Bennett’s friend, Renea Peacock, 46, of Fort Wayne, an insurance agent, says she’s been helping out with Rescue Mission meals for seven years as a way of remembering her late mother.

“I always try to get my friends to come,” she says, standing by another friend and fellow volunteer, Terry Byer, 53, of Fort Wayne.

Byer used to be a resident at the mission, after a messy divorce and a physical disability all hit at about the same time, he says.

“It was Easter, and she (Peacock) came in as a volunteer, and I met her. We started talking, and we ended up as good friends,” the now-retired construction laborer says. “Now it’s three Easters later.”

“Now he comes to volunteer and help me in any way he can,” Peacock says.

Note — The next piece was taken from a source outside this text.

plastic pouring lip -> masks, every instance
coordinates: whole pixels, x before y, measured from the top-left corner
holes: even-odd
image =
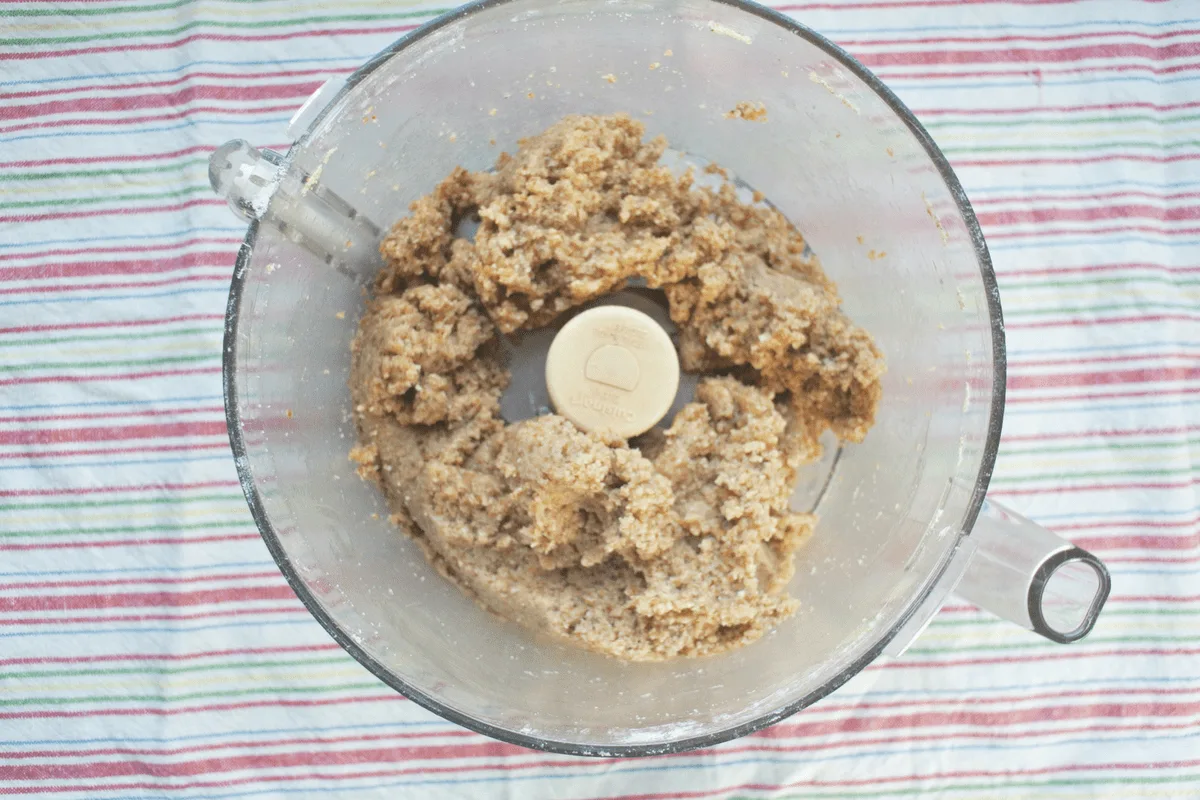
[[[508,5],[516,1],[517,0],[480,0],[480,2],[472,3],[451,11],[448,14],[445,14],[438,19],[422,26],[389,48],[381,51],[355,73],[353,73],[346,80],[344,86],[338,92],[337,96],[326,108],[335,106],[337,100],[344,97],[348,92],[353,91],[354,87],[364,80],[368,75],[370,75],[375,69],[380,67],[389,59],[402,54],[406,48],[473,14],[477,14],[495,7]],[[961,521],[963,531],[970,531],[977,516],[979,515],[996,460],[1004,408],[1006,360],[1004,326],[1001,316],[996,278],[992,269],[986,245],[983,240],[983,234],[979,228],[978,222],[976,221],[975,215],[966,198],[966,195],[953,171],[951,170],[946,158],[942,155],[941,151],[933,143],[928,133],[924,130],[912,113],[883,83],[879,81],[878,78],[876,78],[865,67],[859,64],[853,57],[824,37],[783,16],[782,14],[779,14],[778,12],[753,3],[744,2],[744,0],[713,1],[720,3],[721,5],[738,9],[745,14],[757,17],[763,21],[784,29],[791,34],[794,34],[795,36],[822,50],[828,55],[832,62],[836,62],[840,67],[844,68],[854,77],[861,80],[863,84],[865,84],[870,90],[878,95],[880,99],[882,99],[882,101],[891,109],[896,117],[908,128],[915,140],[919,143],[920,147],[924,149],[926,155],[935,166],[938,175],[941,177],[942,181],[944,181],[951,196],[953,197],[957,211],[965,223],[967,233],[974,248],[981,279],[985,288],[987,313],[991,320],[991,345],[993,358],[992,369],[994,375],[990,399],[989,422],[986,431],[986,442],[982,449],[982,458],[980,460],[975,485],[970,492],[970,500],[966,507],[966,513]],[[325,112],[322,111],[312,117],[307,132],[296,142],[297,145],[303,144],[309,137],[313,135],[313,132],[322,123],[324,114]],[[293,148],[293,152],[294,149],[295,148]],[[291,154],[285,157],[285,162],[290,163],[290,158]],[[949,557],[942,561],[938,569],[927,576],[927,579],[921,585],[920,590],[916,593],[913,602],[910,603],[907,610],[895,620],[891,629],[886,631],[878,638],[877,641],[874,642],[872,646],[865,649],[861,654],[854,658],[853,661],[847,663],[840,672],[827,680],[819,688],[795,702],[789,702],[783,706],[772,709],[748,722],[723,727],[704,735],[689,736],[665,742],[645,742],[644,739],[641,739],[640,741],[634,740],[629,744],[596,745],[583,742],[557,741],[531,735],[530,733],[521,729],[497,727],[441,702],[436,697],[426,694],[417,687],[410,685],[404,679],[400,678],[394,672],[389,670],[381,662],[376,660],[370,653],[366,651],[366,649],[360,646],[359,643],[349,636],[348,633],[343,630],[343,628],[330,616],[330,614],[325,610],[321,601],[314,596],[310,588],[301,578],[296,565],[291,561],[291,558],[281,544],[279,532],[275,529],[264,508],[263,498],[259,494],[259,489],[255,483],[255,477],[251,471],[249,459],[247,457],[247,441],[243,431],[243,420],[241,418],[241,411],[238,404],[238,385],[236,380],[238,363],[237,353],[239,348],[239,314],[241,311],[243,293],[246,285],[246,274],[250,266],[253,248],[258,236],[258,230],[259,222],[256,219],[255,221],[251,222],[243,247],[238,255],[237,265],[230,288],[229,302],[226,310],[226,330],[223,356],[224,395],[230,443],[235,457],[239,479],[246,495],[251,514],[254,517],[254,520],[268,549],[275,558],[276,562],[280,565],[280,568],[288,583],[291,585],[304,605],[308,608],[310,613],[312,613],[314,618],[317,619],[317,621],[334,638],[334,640],[337,641],[355,659],[362,663],[370,672],[372,672],[384,683],[414,700],[418,704],[424,706],[425,708],[439,714],[440,716],[471,730],[503,741],[511,742],[528,748],[572,755],[642,756],[674,753],[694,748],[711,746],[765,728],[768,725],[771,725],[774,722],[790,716],[796,711],[815,703],[822,697],[827,696],[839,688],[853,675],[860,672],[865,666],[882,654],[893,637],[895,637],[896,634],[900,632],[907,625],[907,623],[909,623],[909,621],[921,611],[924,601],[933,595],[935,591],[937,591],[942,575],[950,563]]]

Then there is David L. Jones of Fort Wayne, who would be with two of his friends, Steven Druart and Druart’s wife Joy of Fort Wayne – if only Steven were not laid up after having hip surgery.

“He came with me last Thanksgiving and he got hooked,” he says.

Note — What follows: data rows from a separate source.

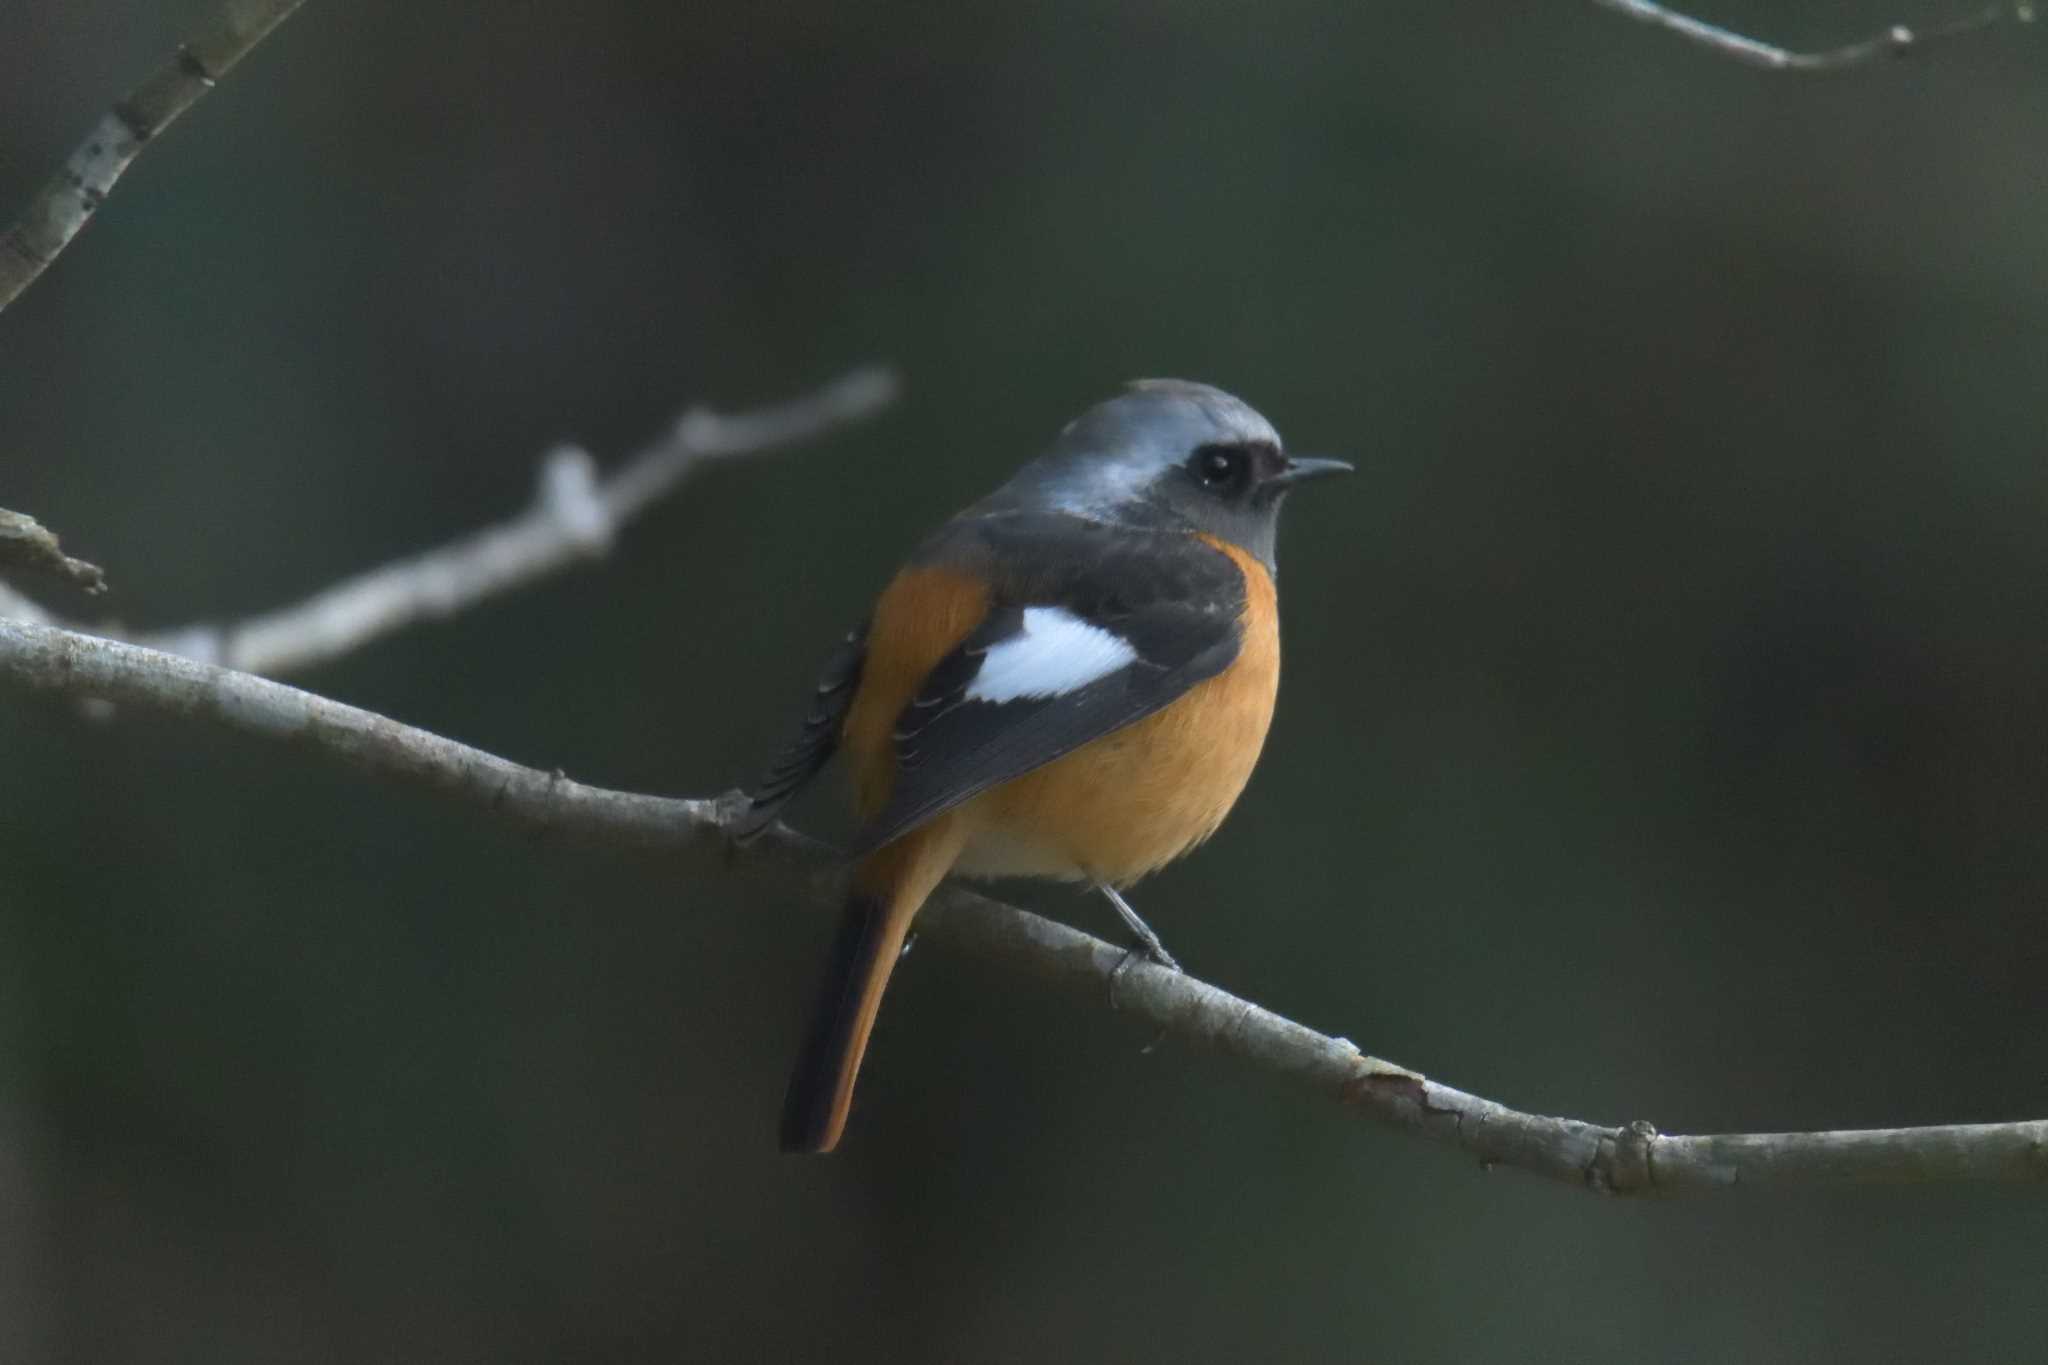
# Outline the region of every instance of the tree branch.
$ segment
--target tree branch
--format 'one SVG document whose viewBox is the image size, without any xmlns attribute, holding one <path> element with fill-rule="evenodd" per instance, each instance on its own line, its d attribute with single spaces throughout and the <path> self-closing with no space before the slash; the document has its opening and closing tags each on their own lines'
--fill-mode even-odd
<svg viewBox="0 0 2048 1365">
<path fill-rule="evenodd" d="M 305 0 L 226 0 L 206 29 L 173 53 L 99 123 L 51 178 L 20 221 L 0 237 L 0 310 L 92 221 L 149 140 L 197 104 L 249 49 Z"/>
<path fill-rule="evenodd" d="M 801 398 L 754 412 L 722 416 L 693 409 L 608 479 L 598 478 L 587 451 L 564 446 L 542 462 L 533 505 L 510 521 L 247 621 L 201 623 L 132 638 L 246 673 L 275 677 L 299 672 L 379 636 L 452 616 L 487 597 L 597 558 L 628 521 L 675 491 L 700 465 L 760 454 L 872 417 L 895 399 L 898 388 L 892 371 L 867 366 Z M 0 518 L 7 515 L 0 513 Z M 7 543 L 5 528 L 0 519 L 0 551 Z M 51 537 L 52 553 L 55 544 Z M 0 585 L 0 617 L 6 616 L 57 624 L 48 612 Z"/>
<path fill-rule="evenodd" d="M 1931 47 L 1936 43 L 1959 38 L 1966 33 L 1975 33 L 1990 28 L 2007 19 L 2022 24 L 2032 23 L 2034 7 L 2026 0 L 2020 3 L 1987 5 L 1974 14 L 1930 28 L 1908 28 L 1894 24 L 1884 32 L 1865 38 L 1860 42 L 1846 43 L 1841 47 L 1825 48 L 1818 52 L 1794 52 L 1790 48 L 1777 47 L 1745 37 L 1732 29 L 1721 28 L 1681 14 L 1652 0 L 1593 0 L 1602 9 L 1611 9 L 1640 19 L 1646 24 L 1669 29 L 1682 38 L 1712 48 L 1724 57 L 1732 57 L 1745 66 L 1762 67 L 1767 71 L 1840 71 L 1845 67 L 1862 66 L 1880 57 L 1906 57 Z"/>
<path fill-rule="evenodd" d="M 48 574 L 91 593 L 107 590 L 107 576 L 99 565 L 73 559 L 34 517 L 5 508 L 0 508 L 0 569 Z"/>
<path fill-rule="evenodd" d="M 184 716 L 304 750 L 381 780 L 431 791 L 550 838 L 684 858 L 778 879 L 836 905 L 831 850 L 784 826 L 744 849 L 727 835 L 738 793 L 677 799 L 607 791 L 544 773 L 341 702 L 137 645 L 0 621 L 0 688 L 98 698 Z M 1106 998 L 1119 948 L 955 885 L 919 917 L 950 944 L 1087 997 Z M 1366 1056 L 1248 1000 L 1140 962 L 1118 983 L 1128 1013 L 1387 1124 L 1512 1166 L 1613 1194 L 1735 1185 L 2048 1181 L 2048 1120 L 1830 1133 L 1660 1134 L 1510 1109 Z"/>
</svg>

At 68, Jones shyly acknowledges that he might be the longest-tenured volunteer in attendance.

He says he has been volunteering on holidays for 28 years, after deciding one Thanksgiving he did not want “to eat a big meal and lay around all day like a beached whale.”

The semiretired owner of the Shaver & Pen Center in Fort Wayne, Jones says most volunteers come to the mission “by word of mouth” from friends – and then make a lot of new ones.

Many of the holiday dinner clients are people who may have once needed services provided by the mission but now return on holidays as a sort of reunion.

“Through the years, I met some nice people, and I’ve become friends with them. I know some will be here today,” he says.

Wearing a bright orange jean jacket as she greets attendees by the door, Peacock sees people she has met over the years about once every five minutes.

After leaning over to give one a hug, she says volunteering can be habit forming.

“I think once you do this, it’s going to become something you always want to do,” she says, adding that she also volunteers on Christmas and Thanksgiving and during the week the rest of the year.

“This is my family,” Peacock says. “This is my adopted family.”